Chris' face turned grim. "Yes."
"I didn't know until today, not until after the bandages came off and the doctor took me to see him." I shuddered as I recalled the awful fate he'd met. "I spent a lot of time hating him for what he'd done to me only to find out that what he'd done to himself was so much worse."
"Hate can be a useful thing, Coop. Keeps a man focused, keeps him alive when there's nothing else left to hold on to. Though it's a mighty poor reason and does as much harm as good in the long run."
"We both learned that." I didn't have to tell Chris who I was talking about. "You know, I hated her for keeping me alive, and then I loved her for it, and it was all for nothing. Not her keeping me alive, I mean, for that I owe her a debt I can't ever repay, her and you, but -- " I paused, not sure how to say the rest.
"But?" Chris prodded.
"She paid as big a price as the rest of us."
"Yes, she did."
"She'll stay there and take care of him as long as he lives."
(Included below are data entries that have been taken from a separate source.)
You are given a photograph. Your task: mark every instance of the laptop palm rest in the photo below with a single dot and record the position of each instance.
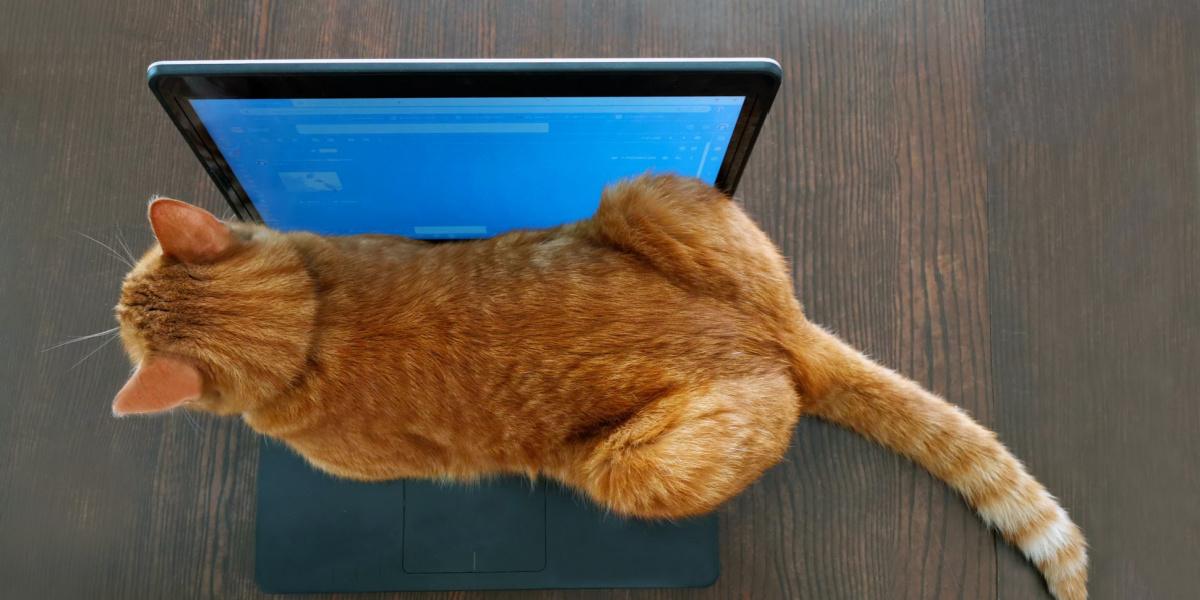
(316, 533)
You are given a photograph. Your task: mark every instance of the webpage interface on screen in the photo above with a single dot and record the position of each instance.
(439, 168)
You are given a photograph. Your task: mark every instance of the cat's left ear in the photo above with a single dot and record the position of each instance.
(160, 383)
(189, 233)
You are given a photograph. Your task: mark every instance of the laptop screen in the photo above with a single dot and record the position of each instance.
(449, 168)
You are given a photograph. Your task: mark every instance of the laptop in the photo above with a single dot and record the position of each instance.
(450, 150)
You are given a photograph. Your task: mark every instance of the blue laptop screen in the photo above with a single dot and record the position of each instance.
(439, 168)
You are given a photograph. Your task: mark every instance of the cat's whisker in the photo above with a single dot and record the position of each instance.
(85, 357)
(120, 239)
(76, 340)
(106, 246)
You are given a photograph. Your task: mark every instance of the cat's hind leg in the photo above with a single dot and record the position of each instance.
(690, 451)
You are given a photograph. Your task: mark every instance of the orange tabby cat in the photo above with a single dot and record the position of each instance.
(653, 357)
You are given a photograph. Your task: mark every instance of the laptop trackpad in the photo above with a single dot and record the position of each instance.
(493, 526)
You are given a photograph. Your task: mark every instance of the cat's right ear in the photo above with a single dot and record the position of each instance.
(189, 233)
(160, 383)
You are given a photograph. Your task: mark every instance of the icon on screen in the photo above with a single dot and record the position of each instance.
(311, 181)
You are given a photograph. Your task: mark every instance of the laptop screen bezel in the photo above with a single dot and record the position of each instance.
(175, 83)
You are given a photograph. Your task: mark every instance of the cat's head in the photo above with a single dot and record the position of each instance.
(216, 316)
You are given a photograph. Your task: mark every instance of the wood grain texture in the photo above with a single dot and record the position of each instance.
(1001, 201)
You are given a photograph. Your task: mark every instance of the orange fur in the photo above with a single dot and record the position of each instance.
(653, 357)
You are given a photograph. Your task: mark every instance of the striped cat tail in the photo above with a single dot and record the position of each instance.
(843, 387)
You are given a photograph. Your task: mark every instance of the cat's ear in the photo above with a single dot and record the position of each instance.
(189, 233)
(160, 383)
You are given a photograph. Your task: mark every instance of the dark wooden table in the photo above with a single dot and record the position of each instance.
(1000, 199)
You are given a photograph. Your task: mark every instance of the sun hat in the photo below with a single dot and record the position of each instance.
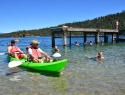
(34, 42)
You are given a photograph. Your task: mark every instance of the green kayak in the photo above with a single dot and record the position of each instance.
(49, 66)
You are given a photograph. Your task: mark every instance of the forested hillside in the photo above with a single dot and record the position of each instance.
(103, 22)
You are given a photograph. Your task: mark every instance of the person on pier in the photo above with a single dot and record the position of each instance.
(85, 43)
(76, 43)
(91, 43)
(56, 49)
(117, 23)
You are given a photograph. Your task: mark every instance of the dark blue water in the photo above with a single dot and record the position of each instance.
(81, 76)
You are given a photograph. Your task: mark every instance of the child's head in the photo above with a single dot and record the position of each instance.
(100, 53)
(56, 47)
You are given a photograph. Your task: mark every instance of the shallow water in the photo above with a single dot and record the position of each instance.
(81, 76)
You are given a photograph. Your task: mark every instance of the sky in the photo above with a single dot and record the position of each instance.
(34, 14)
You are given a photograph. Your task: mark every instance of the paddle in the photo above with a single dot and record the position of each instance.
(14, 64)
(2, 53)
(56, 55)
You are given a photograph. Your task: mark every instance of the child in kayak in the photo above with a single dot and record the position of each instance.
(15, 51)
(36, 53)
(99, 58)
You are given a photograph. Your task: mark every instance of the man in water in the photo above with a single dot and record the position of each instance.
(15, 51)
(56, 49)
(36, 53)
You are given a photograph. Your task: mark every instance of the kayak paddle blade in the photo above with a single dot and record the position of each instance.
(14, 64)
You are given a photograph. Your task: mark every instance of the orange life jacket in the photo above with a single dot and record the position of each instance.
(14, 49)
(36, 53)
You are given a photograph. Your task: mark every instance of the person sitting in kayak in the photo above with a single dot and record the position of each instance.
(56, 49)
(14, 51)
(28, 48)
(100, 56)
(36, 53)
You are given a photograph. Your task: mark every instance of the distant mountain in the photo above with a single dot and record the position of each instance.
(103, 22)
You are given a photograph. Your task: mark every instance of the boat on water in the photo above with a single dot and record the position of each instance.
(56, 66)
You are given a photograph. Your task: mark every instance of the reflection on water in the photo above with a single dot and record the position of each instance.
(81, 76)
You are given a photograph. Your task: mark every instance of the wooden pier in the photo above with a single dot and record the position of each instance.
(64, 30)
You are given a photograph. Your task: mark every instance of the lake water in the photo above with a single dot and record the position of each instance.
(81, 76)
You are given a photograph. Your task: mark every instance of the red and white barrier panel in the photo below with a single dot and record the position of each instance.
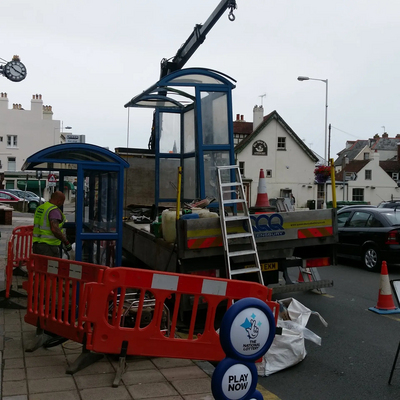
(119, 324)
(18, 252)
(55, 294)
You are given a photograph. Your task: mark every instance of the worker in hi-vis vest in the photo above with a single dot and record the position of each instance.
(47, 225)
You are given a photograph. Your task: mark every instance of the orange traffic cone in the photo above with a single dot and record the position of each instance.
(262, 196)
(385, 300)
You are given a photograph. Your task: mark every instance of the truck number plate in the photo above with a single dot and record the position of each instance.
(265, 266)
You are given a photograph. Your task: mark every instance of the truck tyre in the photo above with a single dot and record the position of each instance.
(32, 206)
(371, 259)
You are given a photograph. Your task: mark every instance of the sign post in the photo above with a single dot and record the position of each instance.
(246, 333)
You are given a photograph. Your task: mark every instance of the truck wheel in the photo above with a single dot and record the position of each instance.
(371, 259)
(32, 206)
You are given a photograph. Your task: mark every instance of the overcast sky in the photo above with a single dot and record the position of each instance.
(88, 58)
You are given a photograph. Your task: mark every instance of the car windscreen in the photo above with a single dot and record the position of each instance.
(393, 217)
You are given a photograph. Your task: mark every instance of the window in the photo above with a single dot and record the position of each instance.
(281, 143)
(12, 165)
(358, 195)
(342, 218)
(241, 167)
(12, 141)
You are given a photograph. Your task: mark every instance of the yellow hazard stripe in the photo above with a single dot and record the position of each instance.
(307, 224)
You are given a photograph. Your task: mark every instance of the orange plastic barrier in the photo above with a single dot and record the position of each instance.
(55, 294)
(18, 252)
(108, 307)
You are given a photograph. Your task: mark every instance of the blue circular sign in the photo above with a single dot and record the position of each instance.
(233, 380)
(247, 330)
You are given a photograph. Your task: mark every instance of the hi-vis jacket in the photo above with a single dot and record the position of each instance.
(41, 225)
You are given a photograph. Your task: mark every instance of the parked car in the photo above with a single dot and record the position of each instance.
(389, 204)
(33, 199)
(12, 195)
(9, 198)
(371, 235)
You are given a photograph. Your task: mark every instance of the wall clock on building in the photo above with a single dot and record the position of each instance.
(15, 71)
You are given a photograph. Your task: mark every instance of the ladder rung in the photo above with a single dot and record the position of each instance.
(244, 271)
(238, 235)
(241, 253)
(230, 184)
(228, 167)
(234, 201)
(236, 218)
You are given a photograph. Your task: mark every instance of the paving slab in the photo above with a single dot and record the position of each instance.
(70, 395)
(152, 390)
(94, 381)
(140, 377)
(15, 374)
(14, 388)
(190, 372)
(192, 386)
(50, 385)
(106, 393)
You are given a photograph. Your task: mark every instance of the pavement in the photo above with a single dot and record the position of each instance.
(41, 375)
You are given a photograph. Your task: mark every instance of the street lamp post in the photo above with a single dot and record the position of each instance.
(61, 131)
(306, 78)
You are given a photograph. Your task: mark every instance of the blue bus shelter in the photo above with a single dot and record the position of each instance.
(99, 176)
(192, 128)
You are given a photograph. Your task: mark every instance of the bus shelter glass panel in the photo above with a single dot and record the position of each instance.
(101, 211)
(168, 177)
(212, 160)
(189, 178)
(214, 117)
(189, 130)
(101, 252)
(170, 133)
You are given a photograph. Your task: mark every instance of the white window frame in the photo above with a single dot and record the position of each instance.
(241, 167)
(12, 141)
(11, 164)
(281, 145)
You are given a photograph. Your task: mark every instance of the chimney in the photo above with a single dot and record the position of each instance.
(37, 104)
(4, 101)
(47, 112)
(258, 116)
(376, 157)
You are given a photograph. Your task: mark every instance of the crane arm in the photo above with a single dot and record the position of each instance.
(196, 38)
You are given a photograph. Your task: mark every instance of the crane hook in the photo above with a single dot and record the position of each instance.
(232, 6)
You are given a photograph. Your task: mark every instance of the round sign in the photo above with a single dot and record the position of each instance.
(247, 330)
(233, 380)
(256, 396)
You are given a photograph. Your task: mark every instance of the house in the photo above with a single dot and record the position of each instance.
(364, 149)
(23, 132)
(366, 180)
(270, 144)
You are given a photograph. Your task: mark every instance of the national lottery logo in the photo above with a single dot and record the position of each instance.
(252, 327)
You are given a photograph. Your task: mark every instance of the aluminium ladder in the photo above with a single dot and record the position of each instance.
(231, 193)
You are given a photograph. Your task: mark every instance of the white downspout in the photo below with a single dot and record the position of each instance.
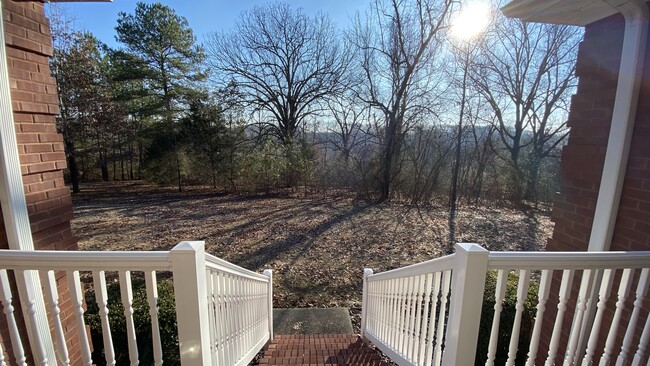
(16, 219)
(624, 114)
(630, 72)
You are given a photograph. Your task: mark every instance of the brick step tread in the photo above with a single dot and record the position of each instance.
(320, 349)
(307, 353)
(315, 346)
(330, 360)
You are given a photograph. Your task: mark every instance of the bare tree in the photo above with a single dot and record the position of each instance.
(347, 130)
(398, 46)
(283, 62)
(526, 74)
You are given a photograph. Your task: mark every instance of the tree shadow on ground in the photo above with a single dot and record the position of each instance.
(301, 242)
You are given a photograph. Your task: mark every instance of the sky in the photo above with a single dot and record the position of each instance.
(204, 16)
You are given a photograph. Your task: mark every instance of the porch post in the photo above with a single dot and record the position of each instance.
(16, 219)
(190, 291)
(467, 286)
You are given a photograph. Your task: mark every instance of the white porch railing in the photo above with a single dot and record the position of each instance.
(234, 303)
(429, 313)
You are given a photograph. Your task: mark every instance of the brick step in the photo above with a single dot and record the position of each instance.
(320, 349)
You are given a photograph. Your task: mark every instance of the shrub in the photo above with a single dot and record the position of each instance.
(142, 321)
(507, 320)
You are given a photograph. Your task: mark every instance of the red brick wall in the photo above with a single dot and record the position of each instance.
(35, 105)
(582, 165)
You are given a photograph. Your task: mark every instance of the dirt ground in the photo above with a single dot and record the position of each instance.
(317, 246)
"She tell you that?" Chris asked.
"She didn't have to. She might have let go of her hatred for me but she won't ever let go of what she felt for him." I looked down, my face pensive, gathering my thoughts before going on. "Before I went to Blackhawk, there was a night you and I talked about the decisions we make, about the roads we chose to travel in life, and the unexpected things that happen to us. I thought a lot about that talk, about the choices we make and how they lead us places we never planned to go. About how they affected him and her and me."
Chris nodded. "That's life, Coop, a chance to learn and grow and when we stop learning and growing, we stop being human. All those unexpected turns we talked about, about the way life surprises us and then gives us the chance to make choices that change us in ways we never anticipated, that's what makes life interesting."
"I think I could do with a little less interesting for a while," I admitted.
"And what about the gold?" Chris asked.
"I never did get to talk to John about it, but it doesn't matter, it was fool's gold after all. Oh, it was real gold sure enough, but gold ain't what folks think it will be. They think of all the things it can buy, all the good living it's gonna bring them, but that's not what living is about. It can't fix your life, can't undo the hand fate deals you. She and John have all that money and it don't mean a thing to either one of them. It can't fix him, or her."
Chris squeezed my shoulder. "For a blind man, you saw a lot these last few weeks."
I looked up again at the stars. "Yeah, I guess I did. In ways I never imagined."
There was another long moment of silence. "I think that's more than enough deep, introspective thinking for one night, Coop." Chris's voice turned cheerful. "C'mon, let's go join in the festivities, huh? Can't be much of a party without the guest of honor."
My gaze met the wagonmaster's eyes for the first time that night. "If you don't mind, Chris, I think I'd rather not. The party's going on just fine without me. I think I'd rather just sit out here and enjoy the darkness for a little bit." My lips twitched into a self-deprecating grin. "It's sort of familiar, you know?"
Chris squeezed my shoulder once more. "Of course." He turned to go but my next words stopped him.
"And Chris, thanks, thanks for everything. What you said -- when I got to the point where I was ready to use my head again, you'd given me a lot to think about." He'd been the rock I needed, and a man couldn't ask for a better friend.
"No thanks needed, Coop. You know I didn't *give* you anything -- I just pointed out what was already right there in front of you. Or rather, what was right there *within* you all along, waiting for you to find it."
"Well, sometimes a man needs a shove in the right direction," I admitted.
"Sometimes," the wagon master agreed softly, "even a scout can get lost."
"Shove me again when I need it, will ya?"
Chris nodded and smiled. "You don't need to ask, Coop. You know I will."